Interview with EMP9 on April 14, 2021, at 10:45 a.m. confirmed the scheduled dosing times for a respiratory medication ordered QID were 7:00 a.m., 11:00 a.m., 3:00 p.m. and 7:00 p.m. EMP9 confirmed as a non-time-critical medication, [name of respiratory inhaler], facility policy permitted the administration of the medication as early as one hour prior or as late as one hour after the scheduled administration time. EMP9 further confirmed MR24 received [name of respiratory inhaler] at 8:45 p.m. on April 10, 2021, at 9:34 p.m. on April 11, 2021, and at 8:11 p.m. on April 12, 2021. EMP9 acknowledged these administration times fell outside of the one-hour late time frame permitted per facility policy.

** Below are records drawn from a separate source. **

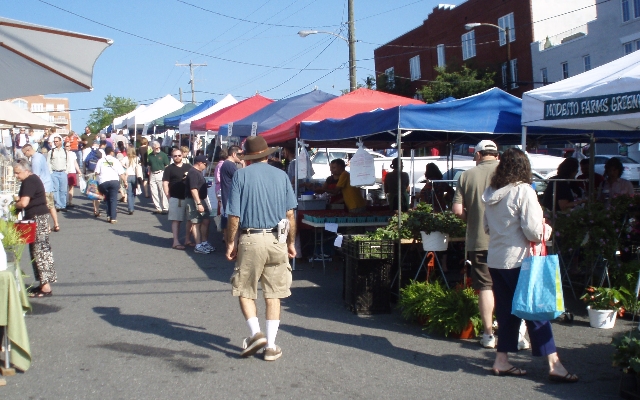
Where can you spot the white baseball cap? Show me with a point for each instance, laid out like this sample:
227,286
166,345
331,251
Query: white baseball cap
486,145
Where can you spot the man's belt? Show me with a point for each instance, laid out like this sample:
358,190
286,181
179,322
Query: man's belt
257,230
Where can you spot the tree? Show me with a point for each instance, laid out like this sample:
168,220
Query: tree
112,107
458,84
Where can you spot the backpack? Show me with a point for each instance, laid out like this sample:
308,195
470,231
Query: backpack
92,160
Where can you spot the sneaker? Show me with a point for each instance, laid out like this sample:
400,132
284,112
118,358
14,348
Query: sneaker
201,249
208,247
523,344
488,341
253,344
272,354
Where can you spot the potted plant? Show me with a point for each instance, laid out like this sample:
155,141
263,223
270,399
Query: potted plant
603,305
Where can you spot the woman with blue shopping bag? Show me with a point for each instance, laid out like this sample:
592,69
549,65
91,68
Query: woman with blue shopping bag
513,219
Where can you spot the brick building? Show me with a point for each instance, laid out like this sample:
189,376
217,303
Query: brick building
443,40
52,109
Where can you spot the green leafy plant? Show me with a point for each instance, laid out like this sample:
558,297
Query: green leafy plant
627,353
601,298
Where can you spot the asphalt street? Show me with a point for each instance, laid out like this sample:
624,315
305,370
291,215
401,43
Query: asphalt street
131,318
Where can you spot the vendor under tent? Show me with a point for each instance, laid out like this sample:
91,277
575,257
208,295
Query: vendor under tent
143,119
232,113
121,121
186,108
174,121
185,124
275,114
358,101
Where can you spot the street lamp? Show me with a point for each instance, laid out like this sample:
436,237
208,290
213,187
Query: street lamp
351,41
507,36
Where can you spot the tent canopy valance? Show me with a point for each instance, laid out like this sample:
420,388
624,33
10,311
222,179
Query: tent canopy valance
232,113
275,114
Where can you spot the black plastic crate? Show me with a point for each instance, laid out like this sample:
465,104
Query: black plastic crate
366,285
367,249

Review of MR25 on April 14, 2021 revealed a medication order for [name of respiratory inhaler] 4 gm, two puffs, QID. Further review of MR25 revealed on April 11, 2021, the [name of respiratory inhaler] was administered at 8:00 a.m., 11:55 a.m., 3:51 p.m. and 8:52 p.m. The [name of respiratory inhaler] was administered on April 12, 2021, at 7:49 a.m., 11:59 a.m., 3:58 p.m. and 9:50 p.m. On April 13, 2021, the [name of respiratory inhaler] was administered at 7:45 a.m., 12:02 p.m., 3:24 p.m. and 10:21 pm.

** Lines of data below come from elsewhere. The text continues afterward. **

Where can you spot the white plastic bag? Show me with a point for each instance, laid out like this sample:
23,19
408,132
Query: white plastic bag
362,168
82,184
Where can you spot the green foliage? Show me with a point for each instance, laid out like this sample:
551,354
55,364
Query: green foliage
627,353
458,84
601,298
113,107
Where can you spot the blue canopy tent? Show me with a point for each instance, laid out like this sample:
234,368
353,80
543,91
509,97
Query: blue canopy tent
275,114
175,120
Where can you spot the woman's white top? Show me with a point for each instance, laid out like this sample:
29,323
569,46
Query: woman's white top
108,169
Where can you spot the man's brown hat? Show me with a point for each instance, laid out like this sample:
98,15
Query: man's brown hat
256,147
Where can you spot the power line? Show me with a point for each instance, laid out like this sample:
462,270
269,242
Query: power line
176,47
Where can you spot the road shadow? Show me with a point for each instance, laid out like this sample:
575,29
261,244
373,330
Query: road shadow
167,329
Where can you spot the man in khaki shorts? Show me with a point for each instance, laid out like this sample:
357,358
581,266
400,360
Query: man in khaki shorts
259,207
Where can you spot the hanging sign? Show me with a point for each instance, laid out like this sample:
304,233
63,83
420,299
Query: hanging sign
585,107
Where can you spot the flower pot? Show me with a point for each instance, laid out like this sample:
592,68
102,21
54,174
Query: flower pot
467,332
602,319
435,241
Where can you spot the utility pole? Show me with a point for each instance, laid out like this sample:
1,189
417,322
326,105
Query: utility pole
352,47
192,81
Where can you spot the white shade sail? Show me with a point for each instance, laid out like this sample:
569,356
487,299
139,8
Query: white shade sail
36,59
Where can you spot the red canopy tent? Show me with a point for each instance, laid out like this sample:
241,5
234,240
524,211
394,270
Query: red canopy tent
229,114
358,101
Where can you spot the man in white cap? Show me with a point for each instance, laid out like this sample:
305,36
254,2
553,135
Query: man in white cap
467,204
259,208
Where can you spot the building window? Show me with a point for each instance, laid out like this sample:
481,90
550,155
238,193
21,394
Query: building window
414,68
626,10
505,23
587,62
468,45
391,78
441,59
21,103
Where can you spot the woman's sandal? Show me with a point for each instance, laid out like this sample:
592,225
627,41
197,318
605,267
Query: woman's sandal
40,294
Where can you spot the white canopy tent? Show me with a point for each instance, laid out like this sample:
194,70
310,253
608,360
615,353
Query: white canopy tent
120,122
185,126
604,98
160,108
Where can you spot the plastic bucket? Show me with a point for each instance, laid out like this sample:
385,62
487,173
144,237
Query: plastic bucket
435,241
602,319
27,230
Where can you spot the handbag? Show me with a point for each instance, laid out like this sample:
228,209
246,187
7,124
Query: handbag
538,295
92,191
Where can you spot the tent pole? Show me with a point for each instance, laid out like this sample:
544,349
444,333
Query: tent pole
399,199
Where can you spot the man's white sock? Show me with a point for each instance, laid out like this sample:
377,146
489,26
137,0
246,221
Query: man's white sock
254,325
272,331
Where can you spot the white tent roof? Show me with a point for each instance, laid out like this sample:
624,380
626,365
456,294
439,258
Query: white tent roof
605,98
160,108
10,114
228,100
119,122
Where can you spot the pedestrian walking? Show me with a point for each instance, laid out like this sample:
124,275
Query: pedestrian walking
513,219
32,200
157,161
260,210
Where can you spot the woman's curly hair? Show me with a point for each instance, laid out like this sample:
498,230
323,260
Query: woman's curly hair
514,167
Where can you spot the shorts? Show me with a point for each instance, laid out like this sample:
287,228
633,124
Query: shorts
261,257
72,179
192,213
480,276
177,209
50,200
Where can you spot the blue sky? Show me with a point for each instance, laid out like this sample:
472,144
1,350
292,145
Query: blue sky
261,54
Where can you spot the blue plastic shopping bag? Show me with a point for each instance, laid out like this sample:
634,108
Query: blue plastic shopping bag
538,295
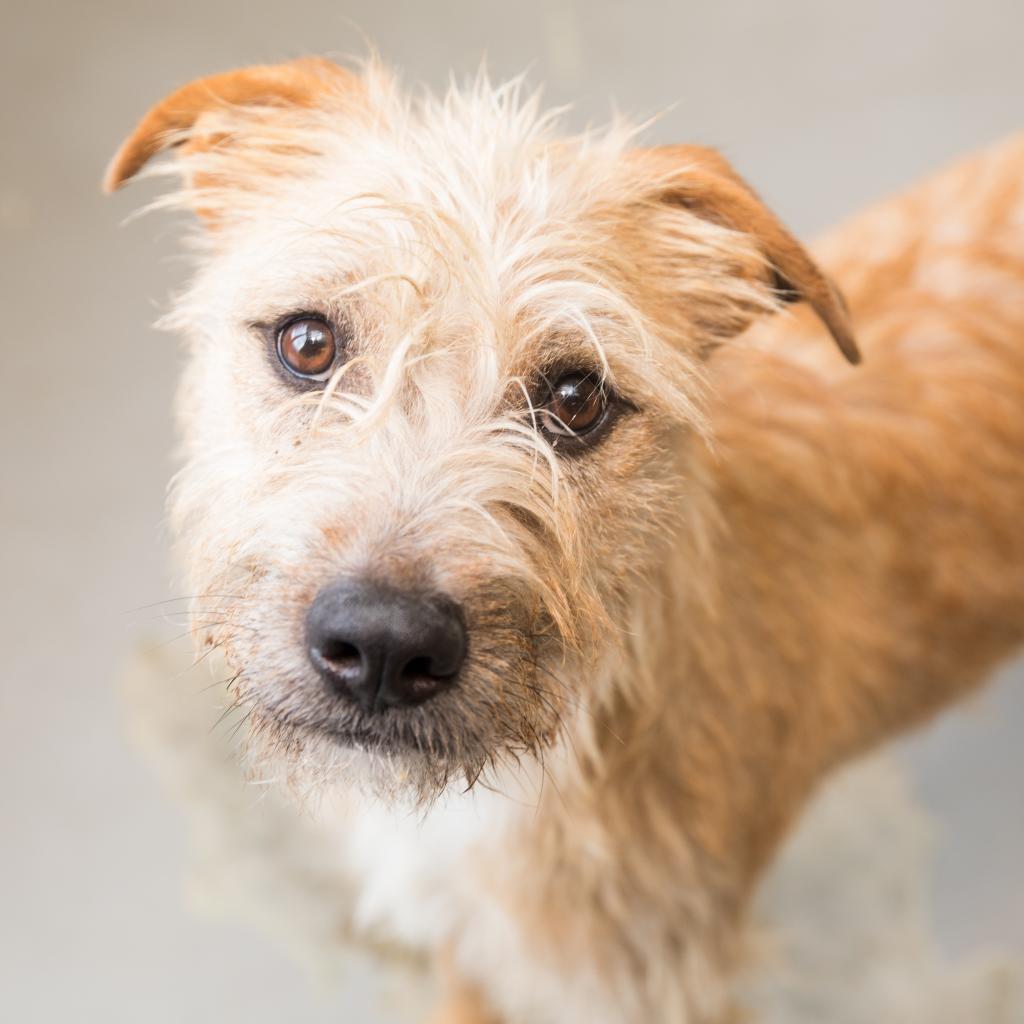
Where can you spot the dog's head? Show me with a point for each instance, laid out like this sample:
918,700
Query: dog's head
445,370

Interview with EMP9 on April 14, 2021, at 10:55 a.m. confirmed the scheduled dosing times for a respiratory medication ordered QID were 7:00 a.m., 11:00 a.m., 3:00 p.m. and 7:00 p.m. EMP9 confirmed as a non-time-critical medication, [name of respiratory inhaler], facility policy permitted the administration of the medication as early as one hour prior or as late as one hour after the scheduled administration time. EMP9 further confirmed MR24 received [name of respiratory inhaler] at 8:52 p.m. on April 11, 2021, at 9:50 p.m. on April 12, 2021, and at 10:21 p.m. on April 13, 2021. EMP9 acknowledged these administration times fell outside of the one-hour late time frame permitted per facility policy.




Plan of Correction:

Allied Services Institute of Rehabilitation Medicine understands the importance of ensuring timeliness of administration of medications, in particular, respiratory medications.
.
The Assistant Vice President of Nursing is responsible for the development and implementation of the corrective action plan.

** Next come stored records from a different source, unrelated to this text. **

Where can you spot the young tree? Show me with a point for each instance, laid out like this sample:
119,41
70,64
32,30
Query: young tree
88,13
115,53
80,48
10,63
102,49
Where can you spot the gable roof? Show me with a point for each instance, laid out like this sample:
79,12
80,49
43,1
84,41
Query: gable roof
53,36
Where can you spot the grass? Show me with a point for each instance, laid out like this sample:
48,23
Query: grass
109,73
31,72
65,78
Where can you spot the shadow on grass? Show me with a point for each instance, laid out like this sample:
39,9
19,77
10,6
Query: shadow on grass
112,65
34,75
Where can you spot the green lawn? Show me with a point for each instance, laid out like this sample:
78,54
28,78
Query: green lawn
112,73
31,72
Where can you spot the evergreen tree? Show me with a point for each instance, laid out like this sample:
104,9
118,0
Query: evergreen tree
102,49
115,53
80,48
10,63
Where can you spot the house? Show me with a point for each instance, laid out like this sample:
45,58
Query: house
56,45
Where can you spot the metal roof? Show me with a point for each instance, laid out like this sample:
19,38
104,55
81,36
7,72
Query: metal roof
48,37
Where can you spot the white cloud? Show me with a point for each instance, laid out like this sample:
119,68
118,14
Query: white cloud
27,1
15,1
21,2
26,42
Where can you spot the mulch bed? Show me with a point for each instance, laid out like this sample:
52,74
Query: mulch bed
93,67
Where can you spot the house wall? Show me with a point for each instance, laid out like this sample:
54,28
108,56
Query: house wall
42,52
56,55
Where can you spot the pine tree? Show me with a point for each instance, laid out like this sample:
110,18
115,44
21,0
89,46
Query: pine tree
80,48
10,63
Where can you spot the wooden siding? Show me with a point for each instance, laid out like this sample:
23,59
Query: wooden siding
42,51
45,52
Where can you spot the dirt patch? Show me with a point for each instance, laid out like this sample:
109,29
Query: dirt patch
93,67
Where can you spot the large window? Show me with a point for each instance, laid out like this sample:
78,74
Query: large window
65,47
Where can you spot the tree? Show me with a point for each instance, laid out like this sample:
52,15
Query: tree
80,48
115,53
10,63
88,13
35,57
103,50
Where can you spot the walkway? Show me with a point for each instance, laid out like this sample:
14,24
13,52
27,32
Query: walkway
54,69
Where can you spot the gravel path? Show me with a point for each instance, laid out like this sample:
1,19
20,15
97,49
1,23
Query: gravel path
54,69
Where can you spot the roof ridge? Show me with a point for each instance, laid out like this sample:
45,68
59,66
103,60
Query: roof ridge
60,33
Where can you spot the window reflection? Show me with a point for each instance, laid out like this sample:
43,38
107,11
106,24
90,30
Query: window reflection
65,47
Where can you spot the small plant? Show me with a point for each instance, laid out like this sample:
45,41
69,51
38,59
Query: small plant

The hospital's corrective action plan is as follows;

The RN and LPN staff on the 3-11 shift were provided reinforcement that all medications must be given timely. Respiratory medications must be given within 1 (one) hour of the scheduled times.
Completed: April 15, 2021

The hospital is in the process of changing the Respiratory Medication Times Schedule to match the times of the Nursing Medication Times Schedule. This should provide for better compliance with the timeliness of medications.
Completed: May 18, 2021

Under the direction of the Assistant Vice President of Nursing, the Assistant Director of Nursing is completing concurrent daily review of the timeliness of all Respiratory Medications administered by the 3-11 shift nurses.


The Department of Nursing has incorporated into the departmental quality assurance indicators the monitoring of the timeliness of all Respiratory Medications administered by the 3-11 shift nurses.

The results of this monitoring will be reported by the Assistant Vice President of Nursing to the hospital's Medication Management Committee.